Lunch Prep: Burrito Bowls
When I was single, living in my first apartment and working as a copywriter at my first job, Sundays were reserved for meal prepping. I honestly didn’t have much going on back then, so I could enjoy the luxury of taking an entire day to prep meals for the week.
Six years later, I’m married, own a house, have three dogs and am working as a content writer for a marketing/public relations agency. When it comes to the weekend, the obligatory chores are in the mix, but otherwise I just want to relax, curl up with a good book and spend time with my four boys (husband Ed and dogs Cooper, Winston and Beau). Meal prepping just isn’t as fun as it used to be!
My work days are pretty busy, and I typically end up eating at my desk. If I don’t prep meals, I’ll generally order Postmates, which may or may not be the healthiest option. So, in an effort to “be healthy,” last Sunday I bit the bullet and dug out the old Tupperware containers.
I started with a super easy recipe I knew I would look forward to eating each day: Burrito Bowls. When I make a burrito bowl, I think about what I might order from Chipotle and go from there. These bowls feature brown rice + quinoa, a bean/hominy salsa, sautéed poblano peppers + onions and a simple creamy avocado sauce. As far as meal prepping goes, these bowls come together pretty quickly.
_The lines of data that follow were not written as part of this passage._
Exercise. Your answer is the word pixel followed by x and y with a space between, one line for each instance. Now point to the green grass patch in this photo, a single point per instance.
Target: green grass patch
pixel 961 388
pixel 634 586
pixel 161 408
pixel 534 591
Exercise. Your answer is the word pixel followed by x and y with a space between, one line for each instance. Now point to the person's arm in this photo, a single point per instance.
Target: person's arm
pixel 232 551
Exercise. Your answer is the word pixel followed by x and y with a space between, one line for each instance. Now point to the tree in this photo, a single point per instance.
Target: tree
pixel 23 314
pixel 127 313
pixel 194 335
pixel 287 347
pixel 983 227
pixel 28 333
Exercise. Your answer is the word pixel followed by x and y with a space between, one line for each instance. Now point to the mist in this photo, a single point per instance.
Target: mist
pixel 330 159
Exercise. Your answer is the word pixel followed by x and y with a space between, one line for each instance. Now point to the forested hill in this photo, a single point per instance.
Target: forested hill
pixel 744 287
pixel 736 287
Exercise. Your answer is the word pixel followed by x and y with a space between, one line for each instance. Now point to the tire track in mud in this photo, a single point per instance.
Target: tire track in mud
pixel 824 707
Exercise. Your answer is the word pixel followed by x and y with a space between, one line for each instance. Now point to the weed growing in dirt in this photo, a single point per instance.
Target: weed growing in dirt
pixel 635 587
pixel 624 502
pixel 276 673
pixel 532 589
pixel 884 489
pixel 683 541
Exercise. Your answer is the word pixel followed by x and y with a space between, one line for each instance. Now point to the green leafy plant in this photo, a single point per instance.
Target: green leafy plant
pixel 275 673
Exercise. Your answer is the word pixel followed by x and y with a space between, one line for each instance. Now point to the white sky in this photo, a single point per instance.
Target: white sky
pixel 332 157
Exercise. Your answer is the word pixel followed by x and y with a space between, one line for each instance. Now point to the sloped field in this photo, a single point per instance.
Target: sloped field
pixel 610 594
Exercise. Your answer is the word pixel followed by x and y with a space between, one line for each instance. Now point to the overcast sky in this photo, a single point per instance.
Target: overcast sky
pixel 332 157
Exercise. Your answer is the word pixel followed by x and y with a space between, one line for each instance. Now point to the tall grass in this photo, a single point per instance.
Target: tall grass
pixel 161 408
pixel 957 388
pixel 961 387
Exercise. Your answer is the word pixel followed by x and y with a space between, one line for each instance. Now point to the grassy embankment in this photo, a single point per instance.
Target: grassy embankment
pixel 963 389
Do you lunch prep? Are you interested in lunch prepping? Give it a go and try out these tasty Burrito Bowls!
INGREDIENTS
1 c. uncooked brown rice
1 c. uncooked quinoa
1/2 red onion, diced
1/2 red onion, cut into chunks
1 yellow onion, cut into chunks
3 poblano peppers, cut into chunks
5 cloves garlic, minced
3 - 14.5 oz. cans dark red kidney beans, drained & rinsed
2 - 14.5 oz. cans golden hominy, drained & rinsed
1 serrano pepper, minced
Juice of one lime
1 bunch cilantro, chopped
1 T. olive oil
2 t. cumin powder
2 t. chili powder
1 head of romaine lettuce, shredded
1 - 5.3 oz. container of Greek yogurt
1 - 10 oz. container of Wholly Guacamole Avocado Verde Dip
Salt & pepper, to taste
STEPS
1) Cook the rice and the quinoa according to package directions. Set aside.
2) Drain the beans and hominy and pour into a large bowl. Add the diced red onion, serrano pepper, cilantro and lime juice to the bowl. Season with lots of freshly cracked black pepper + a pinch of salt. Stir well to combine.
3) Heat the olive oil in a large pan over medium-high heat. Add the remaining red onion, the yellow onion, poblano peppers, garlic, cumin and chili. Toss well so the veggies are coated in the spices. Cook for five minutes, stirring occasionally, then reduce heat to medium and cook another five minutes. Remove from heat.
4) In a separate bowl, combine the Greek yogurt with the Avocado Verde Dip. Mix well to combine.
5) Gather your meal prep containers. In each container, add 1/3 c. brown rice, 1/3 c. quinoa, 1/2 c. bean/hominy salsa, 1/3 c. roasted veggies and a handful of shredded lettuce. Drizzle the avocado yogurt dressing over each bowl, or, to make sure the lettuce stays crispy, pour the dressing into separate containers.